MetroHealth Care Plus
Rights & Responsibilities
The MetroHealth System assures that no person seeking participation or person currently participating in the MetroHealth Care Plus plan shall have services denied/delayed or otherwise be discriminated against on the basis of race, color, religion, sex, national origin, disability, age or sexual orientation.
You have a right to a hearing if you are not satisfied with the actions taken or decisions on your application. View information on making an appeal.
Report correct and updated information.
You are always responsible for giving complete and correct information about yourself and members of your household. You must include all supporting documentation and verifications with your completed application. You must report to Financial Counseling, within 10 days, any change in your circumstances, such as:
- You move to another address
- Income changes for you or your spouse
- You or your spouse gets or loses a job
- Your child reaches the age of 18
- The birth of a child.
You should also report if anyone in your household (including children) become disabled, is unable to work or has applied for disability benefits (e.g., Social Security Disability, SSI, Workers Compensation, veteran’s benefits.) You should report this information as soon as you become aware of it because it may help the person become eligible for Medicaid benefits.
Provide proof of U.S. citizenship status.
If you or members of your family are applying for MetroHealth Care Plus, you must provide financial counseling with verification of U.S. citizenship for each person you are applying for.

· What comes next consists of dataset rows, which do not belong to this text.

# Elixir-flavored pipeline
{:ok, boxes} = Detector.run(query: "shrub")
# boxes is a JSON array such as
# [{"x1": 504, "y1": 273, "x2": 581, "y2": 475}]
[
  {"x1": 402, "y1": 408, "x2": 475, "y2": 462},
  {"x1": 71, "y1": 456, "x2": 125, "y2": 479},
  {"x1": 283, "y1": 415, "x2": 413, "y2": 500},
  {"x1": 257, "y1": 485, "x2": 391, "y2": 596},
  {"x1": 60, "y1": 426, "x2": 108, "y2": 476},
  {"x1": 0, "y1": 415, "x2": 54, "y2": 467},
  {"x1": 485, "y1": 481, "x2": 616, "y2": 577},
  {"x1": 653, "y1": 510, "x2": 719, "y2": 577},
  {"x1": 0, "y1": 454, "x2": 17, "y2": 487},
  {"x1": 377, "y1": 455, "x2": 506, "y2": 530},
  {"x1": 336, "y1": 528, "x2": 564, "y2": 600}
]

Family members who are not U.S. citizens must provide the financial counselor with proof of alien status such as an alien registration card or re-entry permit.
Disclose to the financial counselor any other medical coverage you have or if someone else is legally responsible for paying your medical bills.
MetroHealth Care Plus will not pay medical bills that a private health insurance company is supposed to pay. If you receive money directly from a medical insurance company or third party to cover medical bills that MetroHealth Care Plus has paid for you, The MetroHealth System has the right to get that money back from you.
Cooperate with quality control reviews.
Your name may be picked from a list of all the eligible participants in the MetroHealth Plus Plan to see if you really are eligible for assistance based on the information you provided the financial counselor. If your case is picked, you must cooperate by answering all the questions in order to continue to get medical coverage.